- Poster of 1993 production in Melbourne
- Music: Jimmy Chi Kuckles
- Lyrics: Jimmy Chi Kuckles
- Book: Jimmy Chi
- Productions: 1990 Perth 1990–1991 national tour 1993 Melbourne/Perth 2009 Film Adaptation

= Bran Nue Dae =

1990 Australian stage musical

Bran Nue Dae is a 1990 musical set in Broome, Western Australia, that tells stories and of issues relating to Indigenous Australians. It was written by Jimmy Chi and his band Kuckles and friends, and was the first Aboriginal Australian musical. The name is a phonetic representation of "Brand New Day".

==Background and description==
The musical was originally directed by Andrew Ross and choreographed by Michael Leslie. It premiered at the Octagon Theatre in February–March 1990 as part of the Festival of Perth, and later toured nationally.

The musical won the Sidney Myer Performing Arts Awards in 1990. The following year the published script and score won the Special Award in the Western Australian Premier's Book Awards. Theatre critic Katharine Brisbane wrote in 1999:
Bran Nue Dae in 1989 was a turning point in the short history of Aboriginal writing for the theatre. Twenty years of evolution: in writers, political activists, actors, dancers, singers and song-writers, preceded it.

Gail Mabo performed in the Sydney run of the musical in 1991. A 1991 television documentary Bran Nue Dae tells the story of the creation of the musical.

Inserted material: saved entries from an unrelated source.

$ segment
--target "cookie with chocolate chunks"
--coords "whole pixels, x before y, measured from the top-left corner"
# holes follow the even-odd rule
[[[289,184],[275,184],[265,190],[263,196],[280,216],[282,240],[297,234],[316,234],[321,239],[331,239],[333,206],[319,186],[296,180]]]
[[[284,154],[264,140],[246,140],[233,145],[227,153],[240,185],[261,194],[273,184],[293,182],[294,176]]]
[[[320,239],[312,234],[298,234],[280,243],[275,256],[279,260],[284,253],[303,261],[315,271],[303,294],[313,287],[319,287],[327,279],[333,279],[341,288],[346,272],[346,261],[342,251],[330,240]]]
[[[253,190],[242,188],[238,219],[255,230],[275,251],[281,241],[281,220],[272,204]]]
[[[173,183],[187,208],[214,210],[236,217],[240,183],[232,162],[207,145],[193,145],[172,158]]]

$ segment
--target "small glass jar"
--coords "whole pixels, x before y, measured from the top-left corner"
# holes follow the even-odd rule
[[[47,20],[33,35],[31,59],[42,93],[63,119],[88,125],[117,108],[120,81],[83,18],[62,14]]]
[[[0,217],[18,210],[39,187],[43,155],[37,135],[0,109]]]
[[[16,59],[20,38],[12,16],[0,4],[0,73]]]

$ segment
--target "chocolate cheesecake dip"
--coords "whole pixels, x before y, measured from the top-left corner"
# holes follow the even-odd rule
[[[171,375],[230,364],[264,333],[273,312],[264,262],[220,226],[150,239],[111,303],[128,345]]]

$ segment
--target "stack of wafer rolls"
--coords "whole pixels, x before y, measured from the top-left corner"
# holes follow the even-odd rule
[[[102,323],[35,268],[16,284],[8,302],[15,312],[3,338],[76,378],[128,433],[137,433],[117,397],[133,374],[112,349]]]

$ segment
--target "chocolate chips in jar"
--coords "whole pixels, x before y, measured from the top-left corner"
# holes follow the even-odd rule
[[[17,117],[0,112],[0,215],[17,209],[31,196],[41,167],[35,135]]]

The musical was revived for an Australian national tour in 2020.

==Film version==

The musical has been turned into a feature film of the same title, directed by Rachel Perkins starring Ernie Dingo, Geoffrey Rush, Jessica Mauboy, Missy Higgins, Deborah Mailman, Magda Szubanski and Dan Sultan. It premiered at the Melbourne International Film Festival and won the Audience Award for Best Film. It was theatrically released in Australia on 14 January 2010. It debuted with $2.5 million in its first week, solidifying it as a box office hit. It went on to gross over $7 million, making it one of the most successful Australian films of all time.